Ultimately, the dossier was used for precisely the purpose described by Steele: It led to the special counsel investigation, which quickly diverted to other criminal allegations unrelated to the dossier’s most sensational claims, like hacking or coordination with WikiLeaks and Russian trolling operations. Indeed, Democratic leaders’ new claims of a “massive fraud” in the election is the alleged violation of campaign finance laws to pay hush money to a porn star and former Playboy bunny….Some of us have long criticized the secret court as operating below the constitutional standard set out in the Fourth Amendment for searches and seizures. In this case, using that secret court, a dossier funded by the Democratic presidential candidate was given to the outgoing Democratic administration to investigate advisers to the Republican challenger and his business dealings. That alone should be deeply troubling, even without the unproven allegations.
I have written about this over the last year, because the facts were out there for anyone with the integrity to examine them.

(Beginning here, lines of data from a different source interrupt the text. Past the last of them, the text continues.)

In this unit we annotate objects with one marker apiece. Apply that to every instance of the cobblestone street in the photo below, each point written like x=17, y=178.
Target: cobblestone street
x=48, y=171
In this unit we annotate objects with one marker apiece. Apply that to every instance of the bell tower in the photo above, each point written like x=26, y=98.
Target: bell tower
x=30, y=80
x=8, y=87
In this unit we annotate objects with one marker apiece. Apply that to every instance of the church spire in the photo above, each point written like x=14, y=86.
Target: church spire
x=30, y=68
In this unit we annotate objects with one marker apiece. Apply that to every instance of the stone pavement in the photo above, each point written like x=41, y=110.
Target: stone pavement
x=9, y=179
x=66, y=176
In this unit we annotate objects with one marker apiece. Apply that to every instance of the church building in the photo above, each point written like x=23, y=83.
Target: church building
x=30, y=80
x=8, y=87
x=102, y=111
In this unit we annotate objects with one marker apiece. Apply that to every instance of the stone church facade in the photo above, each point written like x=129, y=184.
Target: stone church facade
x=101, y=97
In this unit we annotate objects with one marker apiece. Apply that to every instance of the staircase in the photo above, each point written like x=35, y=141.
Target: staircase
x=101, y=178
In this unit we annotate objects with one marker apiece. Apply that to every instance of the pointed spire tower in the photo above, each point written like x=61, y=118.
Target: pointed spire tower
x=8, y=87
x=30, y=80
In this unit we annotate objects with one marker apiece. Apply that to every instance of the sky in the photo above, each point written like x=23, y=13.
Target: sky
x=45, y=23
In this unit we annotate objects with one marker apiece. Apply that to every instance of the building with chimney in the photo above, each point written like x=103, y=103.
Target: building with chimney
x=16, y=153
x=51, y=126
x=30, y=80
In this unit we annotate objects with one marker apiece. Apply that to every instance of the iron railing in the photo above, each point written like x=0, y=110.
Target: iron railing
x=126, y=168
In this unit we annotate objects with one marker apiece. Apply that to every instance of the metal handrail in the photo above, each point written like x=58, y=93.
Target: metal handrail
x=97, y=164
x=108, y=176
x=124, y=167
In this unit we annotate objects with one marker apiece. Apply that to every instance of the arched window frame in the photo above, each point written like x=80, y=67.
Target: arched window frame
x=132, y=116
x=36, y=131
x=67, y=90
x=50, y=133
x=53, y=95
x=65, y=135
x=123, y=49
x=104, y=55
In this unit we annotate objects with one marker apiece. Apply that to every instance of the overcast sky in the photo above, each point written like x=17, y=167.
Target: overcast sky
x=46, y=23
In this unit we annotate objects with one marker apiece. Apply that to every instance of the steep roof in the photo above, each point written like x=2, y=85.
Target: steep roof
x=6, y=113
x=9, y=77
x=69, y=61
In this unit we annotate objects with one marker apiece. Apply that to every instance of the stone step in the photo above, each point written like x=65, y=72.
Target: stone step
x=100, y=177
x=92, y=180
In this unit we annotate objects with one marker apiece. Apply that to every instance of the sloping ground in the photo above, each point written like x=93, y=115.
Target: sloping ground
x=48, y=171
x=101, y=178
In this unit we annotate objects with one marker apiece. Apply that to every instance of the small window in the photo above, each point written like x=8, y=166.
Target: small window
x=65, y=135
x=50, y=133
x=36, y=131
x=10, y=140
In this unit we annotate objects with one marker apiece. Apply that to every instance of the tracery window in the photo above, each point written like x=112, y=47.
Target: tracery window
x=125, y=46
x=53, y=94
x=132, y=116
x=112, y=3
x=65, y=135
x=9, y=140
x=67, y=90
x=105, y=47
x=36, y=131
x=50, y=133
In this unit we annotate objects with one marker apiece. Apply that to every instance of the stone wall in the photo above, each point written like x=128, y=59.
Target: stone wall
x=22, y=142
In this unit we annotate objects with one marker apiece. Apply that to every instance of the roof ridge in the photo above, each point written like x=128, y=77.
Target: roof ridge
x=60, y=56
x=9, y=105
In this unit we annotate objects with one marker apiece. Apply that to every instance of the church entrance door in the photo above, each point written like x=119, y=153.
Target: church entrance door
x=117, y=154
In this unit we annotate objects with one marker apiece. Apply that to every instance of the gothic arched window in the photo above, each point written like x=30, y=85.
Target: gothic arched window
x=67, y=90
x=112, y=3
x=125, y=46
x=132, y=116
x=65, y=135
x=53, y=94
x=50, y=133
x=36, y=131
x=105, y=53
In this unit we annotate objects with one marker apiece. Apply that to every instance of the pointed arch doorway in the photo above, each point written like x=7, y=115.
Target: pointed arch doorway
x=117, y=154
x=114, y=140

Now that the results are in, the conclusion should be unavoidable that the Obama administration and the Clinton campaign violated law and breached ethics standards to spy on the Trump campaign, and to create a foundation for removing him as President should the worst occur and Hillary somehow miss her planned coronation. It does not take a genius or a conspiracy theorist to see the connection between what Turley describes and the texts between the FBI lovebirds on the Mueller team about contingency plans should Trump win. No, that connection has not been proven. It is, however, suspicious.
It is also fascinating to me that an alleged and unproven “collusion” with Russia on the part of the Trump campaign is somehow considered more heinous than proven collusion between the Obama Justice Department and the Clinton campaign to undermine the campaign and, if necessary, the Presidency of the opposing party’s candidate.